WASHINGTON (DC)
VICE news
By VICE News
September 23, 2015
One of the world’s oldest and largest support groups for survivors of clergy-perpetrated sexual abuse today blasted the pope after he commented that US bishops showed “courage” in handling a string of Catholic Church abuse scandals over decades, while failing to apologize to victims on behalf of the church.
The Survivors Network of those Abused by Priests (SNAP), which has about 20,000 members, criticized Pope Francis over his choice of words, particularly the “great sacrifice” he said bishops have made in facing “difficult moments in the recent history of the church in this country without fear of self-criticism and at the cost of mortification.”

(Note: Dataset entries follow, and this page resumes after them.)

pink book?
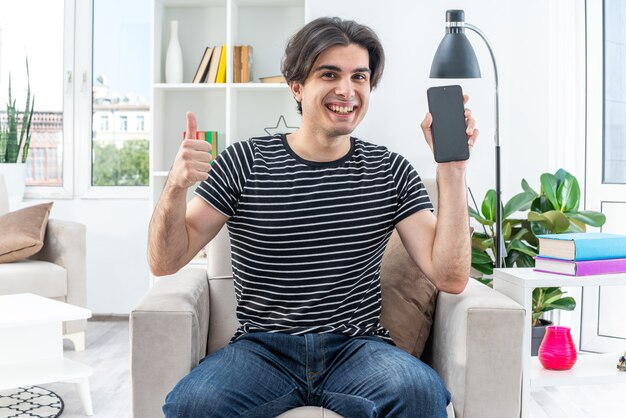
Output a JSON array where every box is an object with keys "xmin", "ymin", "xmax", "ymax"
[{"xmin": 534, "ymin": 256, "xmax": 626, "ymax": 276}]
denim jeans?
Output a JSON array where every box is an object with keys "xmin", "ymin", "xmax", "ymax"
[{"xmin": 163, "ymin": 332, "xmax": 450, "ymax": 418}]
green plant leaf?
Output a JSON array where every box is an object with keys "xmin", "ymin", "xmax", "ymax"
[
  {"xmin": 468, "ymin": 206, "xmax": 480, "ymax": 218},
  {"xmin": 521, "ymin": 179, "xmax": 539, "ymax": 196},
  {"xmin": 543, "ymin": 210, "xmax": 570, "ymax": 233},
  {"xmin": 540, "ymin": 173, "xmax": 559, "ymax": 210},
  {"xmin": 568, "ymin": 210, "xmax": 606, "ymax": 227},
  {"xmin": 531, "ymin": 195, "xmax": 556, "ymax": 213},
  {"xmin": 472, "ymin": 262, "xmax": 494, "ymax": 275},
  {"xmin": 544, "ymin": 296, "xmax": 576, "ymax": 312},
  {"xmin": 472, "ymin": 249, "xmax": 492, "ymax": 264},
  {"xmin": 481, "ymin": 189, "xmax": 497, "ymax": 222},
  {"xmin": 566, "ymin": 219, "xmax": 585, "ymax": 233},
  {"xmin": 503, "ymin": 191, "xmax": 536, "ymax": 218},
  {"xmin": 554, "ymin": 168, "xmax": 569, "ymax": 185},
  {"xmin": 509, "ymin": 240, "xmax": 538, "ymax": 257},
  {"xmin": 515, "ymin": 252, "xmax": 536, "ymax": 267},
  {"xmin": 472, "ymin": 236, "xmax": 493, "ymax": 251},
  {"xmin": 557, "ymin": 173, "xmax": 580, "ymax": 212},
  {"xmin": 528, "ymin": 211, "xmax": 552, "ymax": 227}
]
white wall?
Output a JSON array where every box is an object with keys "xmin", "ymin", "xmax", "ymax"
[
  {"xmin": 36, "ymin": 0, "xmax": 584, "ymax": 314},
  {"xmin": 307, "ymin": 0, "xmax": 583, "ymax": 203}
]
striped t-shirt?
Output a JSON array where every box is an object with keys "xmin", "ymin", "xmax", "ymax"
[{"xmin": 195, "ymin": 134, "xmax": 433, "ymax": 342}]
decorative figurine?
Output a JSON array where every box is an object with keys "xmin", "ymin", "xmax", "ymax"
[{"xmin": 617, "ymin": 352, "xmax": 626, "ymax": 372}]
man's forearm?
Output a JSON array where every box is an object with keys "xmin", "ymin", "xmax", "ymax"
[
  {"xmin": 147, "ymin": 181, "xmax": 190, "ymax": 276},
  {"xmin": 432, "ymin": 165, "xmax": 471, "ymax": 293}
]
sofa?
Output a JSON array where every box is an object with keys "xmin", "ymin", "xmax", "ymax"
[
  {"xmin": 0, "ymin": 174, "xmax": 87, "ymax": 350},
  {"xmin": 131, "ymin": 179, "xmax": 525, "ymax": 418}
]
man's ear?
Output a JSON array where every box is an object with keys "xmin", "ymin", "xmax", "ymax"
[{"xmin": 289, "ymin": 81, "xmax": 303, "ymax": 102}]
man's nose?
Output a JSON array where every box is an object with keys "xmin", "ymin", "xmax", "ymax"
[{"xmin": 334, "ymin": 77, "xmax": 354, "ymax": 98}]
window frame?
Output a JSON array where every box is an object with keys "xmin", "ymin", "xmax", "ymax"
[{"xmin": 75, "ymin": 0, "xmax": 149, "ymax": 199}]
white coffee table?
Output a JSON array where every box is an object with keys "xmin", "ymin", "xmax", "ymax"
[{"xmin": 0, "ymin": 293, "xmax": 93, "ymax": 415}]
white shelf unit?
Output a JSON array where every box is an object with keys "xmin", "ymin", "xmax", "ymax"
[
  {"xmin": 492, "ymin": 268, "xmax": 626, "ymax": 418},
  {"xmin": 151, "ymin": 0, "xmax": 306, "ymax": 210}
]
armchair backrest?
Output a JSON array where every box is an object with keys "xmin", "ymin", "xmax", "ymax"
[{"xmin": 0, "ymin": 175, "xmax": 9, "ymax": 215}]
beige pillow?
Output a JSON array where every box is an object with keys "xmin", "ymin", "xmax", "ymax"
[
  {"xmin": 0, "ymin": 202, "xmax": 54, "ymax": 263},
  {"xmin": 380, "ymin": 229, "xmax": 438, "ymax": 358}
]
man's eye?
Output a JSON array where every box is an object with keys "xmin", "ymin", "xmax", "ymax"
[
  {"xmin": 322, "ymin": 72, "xmax": 336, "ymax": 78},
  {"xmin": 353, "ymin": 74, "xmax": 367, "ymax": 81}
]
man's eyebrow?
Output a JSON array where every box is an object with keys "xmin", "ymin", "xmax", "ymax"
[{"xmin": 314, "ymin": 65, "xmax": 371, "ymax": 73}]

“[The pope’s] remarks today confirm what we’ve long said and suspected: this pope, like his predecessors, is doing and will do little if anything to bring real reform to this continuing crisis,” SNAP said in a statement Wednesday after the pope delivered his speech in Washington DC. “Those who care about kids must focus on secular authorities, not church figures, however popular they may be.”
In March, a new report released by BishopAccountability.org raised troubling questions about Pope Francis’ complicity in the sexual abuse scandal that has plagued the Catholic Church for more than a decade.
The report, titled “Pope Francis and Clergy Sexual Abuse in Argentina,” focuses on the pope’s stint as archbishop of Buenos Aires from 1998 to 2013, and includes a database with links to public documents and media reports about 42 priests in Argentina previously accused of sexual misconduct. Specifically, the report focuses on five cases of sexual abuse by priests in which it alleges that the then archbishop “knowingly or unwittingly slowed victims in their fight to expose and prosecute their assailants.”
Although Francis has been outspoken on a litany of other issues, he has remained surprisingly silent on the topic of clergy sexual abuse. In his 2010 book, On Heaven and Earth, the future pope claimed his priests never misbehaved during his tenure as archbishop of Buenos Aires.